Information on investment companies can be found through sources like IB Index, where you can compare their reported net asset value discounts and trends. Additionally, IB Index is an index of Swedish investment companies weighted by net asset value discounts.
In conclusion, balancing concentration and diversification, monitoring financial risks, considering company size, and keeping management fees low are essential for maximizing returns in your investment portfolio. Stay informed and make strategic decisions based on thorough research to achieve your financial goals. Title: Unprecedented Market Volatility: Expert Analysis and Recommendations for Investors
As the world’s leading investment manager and financial market journalist, I am here to provide you with crucial insights into the current state of market volatility. In this article, we will delve into the reasons behind the recent fluctuations in the financial markets and provide expert recommendations for investors looking to navigate these uncertain times.
Market volatility has reached unprecedented levels in recent weeks, with wild swings in stock prices and heightened levels of uncertainty plaguing investors. The ongoing global pandemic, geopolitical tensions, and economic uncertainty have all contributed to this heightened volatility, leaving many investors unsure of how to proceed.
For investors looking to weather the storm, it is crucial to remain calm and avoid making hasty decisions based on fear or speculation.
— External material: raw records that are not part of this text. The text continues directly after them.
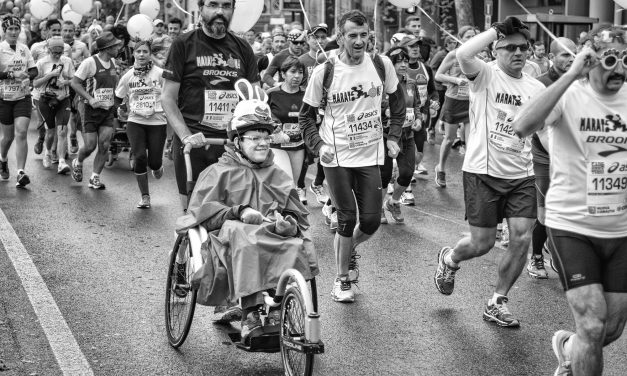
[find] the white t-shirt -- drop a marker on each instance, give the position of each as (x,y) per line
(492,147)
(19,60)
(588,144)
(144,96)
(352,117)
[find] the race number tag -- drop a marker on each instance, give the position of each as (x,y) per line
(363,129)
(606,187)
(104,95)
(219,107)
(503,138)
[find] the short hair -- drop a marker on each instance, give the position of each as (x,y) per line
(355,16)
(292,62)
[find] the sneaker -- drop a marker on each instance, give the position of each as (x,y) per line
(73,145)
(47,161)
(444,275)
(407,198)
(77,171)
(395,210)
(536,269)
(564,365)
(22,180)
(157,174)
(95,183)
(302,195)
(342,291)
(499,313)
(440,178)
(63,168)
(144,203)
(318,191)
(252,322)
(4,170)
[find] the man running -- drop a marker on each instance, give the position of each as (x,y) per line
(497,170)
(586,205)
(350,142)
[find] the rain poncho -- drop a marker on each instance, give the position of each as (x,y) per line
(243,259)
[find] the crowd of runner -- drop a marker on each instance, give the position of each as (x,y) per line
(541,130)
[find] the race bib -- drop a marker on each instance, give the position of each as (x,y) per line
(363,129)
(606,187)
(219,107)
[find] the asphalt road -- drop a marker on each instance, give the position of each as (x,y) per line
(104,263)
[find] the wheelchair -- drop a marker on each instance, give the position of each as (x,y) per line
(297,338)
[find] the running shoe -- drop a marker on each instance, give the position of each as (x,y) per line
(47,161)
(95,183)
(63,168)
(440,178)
(407,198)
(444,275)
(564,364)
(536,269)
(22,180)
(77,171)
(342,291)
(318,191)
(4,170)
(302,195)
(499,313)
(144,203)
(157,174)
(394,209)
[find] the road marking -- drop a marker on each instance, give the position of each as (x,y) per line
(64,346)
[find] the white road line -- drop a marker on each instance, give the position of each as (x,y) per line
(64,346)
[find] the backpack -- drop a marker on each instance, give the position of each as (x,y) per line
(327,78)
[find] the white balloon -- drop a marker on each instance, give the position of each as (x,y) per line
(69,15)
(405,3)
(140,26)
(245,15)
(41,9)
(82,7)
(150,8)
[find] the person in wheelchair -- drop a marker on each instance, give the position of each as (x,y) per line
(257,224)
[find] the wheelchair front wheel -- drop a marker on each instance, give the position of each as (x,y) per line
(180,298)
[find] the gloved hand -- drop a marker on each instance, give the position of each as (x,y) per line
(285,226)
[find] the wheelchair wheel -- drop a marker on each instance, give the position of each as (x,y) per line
(293,317)
(180,298)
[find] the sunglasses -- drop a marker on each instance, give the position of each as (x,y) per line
(513,47)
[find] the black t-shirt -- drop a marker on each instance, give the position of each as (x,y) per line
(207,69)
(285,107)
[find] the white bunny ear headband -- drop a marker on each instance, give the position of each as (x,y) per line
(247,92)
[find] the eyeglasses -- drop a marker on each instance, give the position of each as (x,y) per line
(258,139)
(513,47)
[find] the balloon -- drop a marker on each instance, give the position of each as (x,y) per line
(150,8)
(405,3)
(245,15)
(140,26)
(41,9)
(69,15)
(82,7)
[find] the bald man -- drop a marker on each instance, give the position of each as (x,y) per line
(561,61)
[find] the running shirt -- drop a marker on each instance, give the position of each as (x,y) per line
(492,147)
(207,69)
(144,96)
(588,143)
(18,60)
(352,117)
(285,108)
(45,66)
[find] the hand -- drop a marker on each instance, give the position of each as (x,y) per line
(393,149)
(327,153)
(251,216)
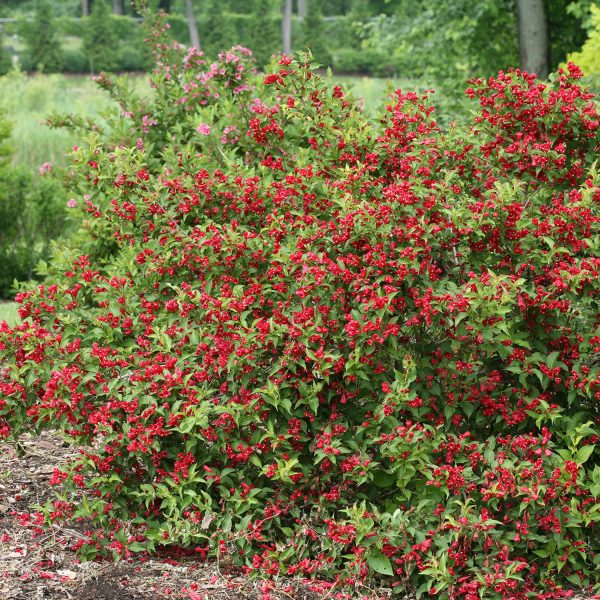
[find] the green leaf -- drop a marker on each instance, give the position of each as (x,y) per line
(380,563)
(583,454)
(382,479)
(551,359)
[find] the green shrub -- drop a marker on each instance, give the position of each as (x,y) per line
(313,34)
(310,344)
(217,29)
(43,51)
(362,61)
(5,57)
(263,33)
(100,41)
(588,58)
(75,62)
(32,214)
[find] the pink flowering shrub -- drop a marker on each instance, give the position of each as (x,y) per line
(347,351)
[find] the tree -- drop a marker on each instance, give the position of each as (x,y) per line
(286,26)
(192,24)
(264,34)
(43,45)
(100,42)
(218,32)
(532,30)
(313,29)
(5,58)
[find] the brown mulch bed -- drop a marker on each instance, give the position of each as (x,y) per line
(41,566)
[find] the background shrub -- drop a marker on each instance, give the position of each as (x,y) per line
(32,213)
(321,346)
(41,35)
(100,40)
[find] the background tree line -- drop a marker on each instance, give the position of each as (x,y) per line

Instead, consider diversifying your portfolio to mitigate risk and potentially increase returns. Additionally, staying informed about market trends and seeking guidance from financial professionals can help you make well-informed decisions during turbulent times.
In conclusion, while market volatility may be unsettling, it also presents opportunities for savvy investors to capitalize on mispriced assets and potential market inefficiencies. By remaining informed, staying disciplined, and seeking guidance when needed, investors can navigate turbulent market conditions with confidence and potentially emerge stronger in the long run.
(Image source: [insert image here])
Analysis:
This article provides valuable insights into the current state of market volatility and offers expert recommendations for investors looking to navigate these uncertain times. By understanding the reasons behind market fluctuations and following the provided recommendations, investors can make well-informed decisions to potentially mitigate risk and capitalize on opportunities during turbulent market conditions. Ultimately, staying informed, remaining disciplined, and seeking guidance when needed can help investors navigate market volatility with confidence and potentially improve their financial outcomes.